Perchè dovrei narrare?

Nelle narrazioni ci si svela, ci si rispecchia nelle storie degli altri e così facendo si moltiplicano le possibilità di pensare, si moltiplicano le connessioni, si crea comunità.

Ogni classe è un luogo fisico dove attori diversi, quotidianamente tessono una rete di relazioni fatta di aspettative individuali e reciproche, emozioni, abilità sociali acquisite da esperienze personali e che con la vita di classe si intrecciano e a volte si scontrano.

E’ una comunità che vive di regole contestualizzate in cui si costruiscono e si trasmettono conoscenze, modelli culturali, valori, competenze.

L’insegnante, quale figura cardine intorno alla quale ruota il lavoro educativo, è colui che consapevolmente è chiamato a gestire una tale complessità.

Una complessità mutevole, sfaccettata, vissuta in prima persona  con i propri studenti che spesso presenta aspetti inaspettati, insoliti e imprevisti.
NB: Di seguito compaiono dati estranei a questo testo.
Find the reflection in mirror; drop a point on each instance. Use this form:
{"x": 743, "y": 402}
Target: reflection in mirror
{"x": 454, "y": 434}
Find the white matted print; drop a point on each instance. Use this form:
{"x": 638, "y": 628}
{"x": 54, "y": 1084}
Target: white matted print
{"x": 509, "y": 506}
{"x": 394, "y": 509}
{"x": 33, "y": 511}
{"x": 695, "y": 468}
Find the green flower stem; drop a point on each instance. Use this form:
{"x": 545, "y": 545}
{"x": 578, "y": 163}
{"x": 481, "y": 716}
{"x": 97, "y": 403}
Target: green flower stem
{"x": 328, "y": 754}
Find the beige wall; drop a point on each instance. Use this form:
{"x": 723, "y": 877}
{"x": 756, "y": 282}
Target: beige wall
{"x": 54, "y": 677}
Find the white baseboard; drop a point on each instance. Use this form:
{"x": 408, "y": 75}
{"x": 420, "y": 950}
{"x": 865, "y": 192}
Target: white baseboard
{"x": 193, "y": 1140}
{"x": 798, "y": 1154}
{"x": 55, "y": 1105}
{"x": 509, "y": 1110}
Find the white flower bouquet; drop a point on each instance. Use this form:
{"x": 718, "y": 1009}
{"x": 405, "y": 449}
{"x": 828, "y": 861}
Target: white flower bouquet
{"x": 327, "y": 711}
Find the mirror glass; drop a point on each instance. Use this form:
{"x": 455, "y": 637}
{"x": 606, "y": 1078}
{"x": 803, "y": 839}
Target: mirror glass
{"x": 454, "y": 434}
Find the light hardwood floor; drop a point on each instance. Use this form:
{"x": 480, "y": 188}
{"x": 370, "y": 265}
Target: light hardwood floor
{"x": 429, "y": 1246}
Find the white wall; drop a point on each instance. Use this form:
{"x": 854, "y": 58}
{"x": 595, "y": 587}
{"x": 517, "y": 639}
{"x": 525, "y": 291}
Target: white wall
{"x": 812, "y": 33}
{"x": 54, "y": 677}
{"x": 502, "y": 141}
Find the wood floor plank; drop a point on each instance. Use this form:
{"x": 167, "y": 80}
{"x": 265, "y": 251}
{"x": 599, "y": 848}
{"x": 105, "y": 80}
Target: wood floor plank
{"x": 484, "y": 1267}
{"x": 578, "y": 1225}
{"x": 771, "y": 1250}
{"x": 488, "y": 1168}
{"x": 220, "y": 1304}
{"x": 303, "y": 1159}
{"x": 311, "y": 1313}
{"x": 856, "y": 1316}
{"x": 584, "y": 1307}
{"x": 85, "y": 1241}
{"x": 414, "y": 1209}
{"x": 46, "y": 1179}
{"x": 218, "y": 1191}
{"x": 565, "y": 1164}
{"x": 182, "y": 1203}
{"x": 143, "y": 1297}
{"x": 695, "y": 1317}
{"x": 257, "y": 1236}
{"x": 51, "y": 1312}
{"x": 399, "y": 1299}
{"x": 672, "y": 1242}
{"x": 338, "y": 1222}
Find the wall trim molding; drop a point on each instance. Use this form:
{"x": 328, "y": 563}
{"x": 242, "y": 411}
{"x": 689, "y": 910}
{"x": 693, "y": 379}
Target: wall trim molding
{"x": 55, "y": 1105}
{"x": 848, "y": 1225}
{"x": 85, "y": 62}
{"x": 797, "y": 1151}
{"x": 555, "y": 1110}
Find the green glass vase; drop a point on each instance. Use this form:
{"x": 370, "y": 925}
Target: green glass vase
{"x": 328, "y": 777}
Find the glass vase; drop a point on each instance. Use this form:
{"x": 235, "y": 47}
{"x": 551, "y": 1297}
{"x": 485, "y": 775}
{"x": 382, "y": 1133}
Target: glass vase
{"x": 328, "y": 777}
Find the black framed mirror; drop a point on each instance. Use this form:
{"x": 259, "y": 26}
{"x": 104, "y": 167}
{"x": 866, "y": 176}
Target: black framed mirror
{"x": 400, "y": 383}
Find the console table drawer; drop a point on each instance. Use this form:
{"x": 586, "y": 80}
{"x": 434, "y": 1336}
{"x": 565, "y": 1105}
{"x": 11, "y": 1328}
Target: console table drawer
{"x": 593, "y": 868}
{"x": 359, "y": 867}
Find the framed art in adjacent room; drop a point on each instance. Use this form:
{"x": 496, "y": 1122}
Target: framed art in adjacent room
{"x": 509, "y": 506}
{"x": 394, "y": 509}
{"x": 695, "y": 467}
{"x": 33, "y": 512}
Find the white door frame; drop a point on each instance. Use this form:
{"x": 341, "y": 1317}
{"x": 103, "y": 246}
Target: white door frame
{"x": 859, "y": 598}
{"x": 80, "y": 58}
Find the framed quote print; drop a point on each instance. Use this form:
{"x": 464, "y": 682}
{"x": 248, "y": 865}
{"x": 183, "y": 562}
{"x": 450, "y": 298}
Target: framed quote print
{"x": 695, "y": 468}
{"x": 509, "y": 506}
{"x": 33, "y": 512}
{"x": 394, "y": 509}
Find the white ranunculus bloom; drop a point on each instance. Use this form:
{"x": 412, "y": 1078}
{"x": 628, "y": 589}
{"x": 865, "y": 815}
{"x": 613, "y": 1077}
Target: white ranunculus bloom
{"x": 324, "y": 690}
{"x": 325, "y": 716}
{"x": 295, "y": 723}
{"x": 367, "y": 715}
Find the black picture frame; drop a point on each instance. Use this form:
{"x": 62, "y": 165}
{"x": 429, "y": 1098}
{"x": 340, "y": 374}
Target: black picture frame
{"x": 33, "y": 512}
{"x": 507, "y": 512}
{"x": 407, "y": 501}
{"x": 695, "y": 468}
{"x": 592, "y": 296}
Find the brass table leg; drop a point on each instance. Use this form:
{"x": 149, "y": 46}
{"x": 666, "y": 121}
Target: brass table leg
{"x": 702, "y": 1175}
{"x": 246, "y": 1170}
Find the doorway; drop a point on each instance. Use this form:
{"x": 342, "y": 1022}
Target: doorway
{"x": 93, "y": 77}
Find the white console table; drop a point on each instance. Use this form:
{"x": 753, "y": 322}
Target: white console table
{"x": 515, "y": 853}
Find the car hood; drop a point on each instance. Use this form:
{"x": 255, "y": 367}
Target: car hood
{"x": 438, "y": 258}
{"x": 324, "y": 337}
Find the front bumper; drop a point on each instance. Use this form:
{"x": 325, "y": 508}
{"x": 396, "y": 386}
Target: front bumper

Ecco allora che la classe diventa crogiolo di vissuti, ricco e prezioso, che trasforma quel sapere teorico e formale dell’insegnare, in una ‘pratica viva’, attraverso la quale cresce e matura quel bagaglio professionale, carico di esperienze e di riflessioni, lasciate spesso taciute e vane ma che sono la vera anima dell’azione educativa.

Affidare loro la ‘parola’ attraverso la narrazione, il racconto, equivale a svelare a noi stessi e agli altri un sapere ‘sotterraneo’, che insegna e che crea comunità, perché in quelle storie è possibile rintracciare e condividere parti di quei vissuti che popolano il lavoro dell’insegnante e cercare di superare, una volta per sempre, quel senso di isolamento sentito come un grave limite e da cui non ci è dato ricavare nessun frutto.

Ecco una breve (e non esaustiva) raccolta delle motivazioni identificate da colleghi...

Perchè narrare?

- ... perché ogni persona è unica e il vissuto di ciascuna può avere un valore unico per qualcuno (a volte per molti)

... per sentire 'la didattica sulla pelle', fatta di esperienze sul campo, di sentimento e 'vicinanza' che le trasforma in racconti

- ... perché ci sono tanti insegnanti appassionati e preparati, oltre ai mediocri e disfattisti

- ... perchè sento il bisogno di un confronto per capire i punti di forza e di debolezza del mio lavoro

... perché ormai mi confronto veramente con i colleghi solo davanti alla macchinetta del caffè

... perché sono stufo/a di vedere musi lunghi intorno a me e ho voglia di raccontare una lezione che mi ha riempito di gioia

... perché di scuola si parla sempre in modo demagogico e qualunquistico

... perchè la mia storia potrebbe arricchire o far desistere altri

- … perché sento che le teorie non mi danno piena soddisfazione

- … perché sono stanca di scrivere programmazioni e relazioni in didattichese

- … perché relazionarsi con i bambini / ragazzi sta diventando sempre più difficile

- … perché la mia storia potrebbe arricchire o far desistere altri

- … perché per un insegnante non c'è niente di così profondamente personale e catartico che raccontare lentamente se stessi e riflettere sulla propria azione educativa

Insomma, la vita non si spiega: si racconta, e ne usciamo tutti arricchiti.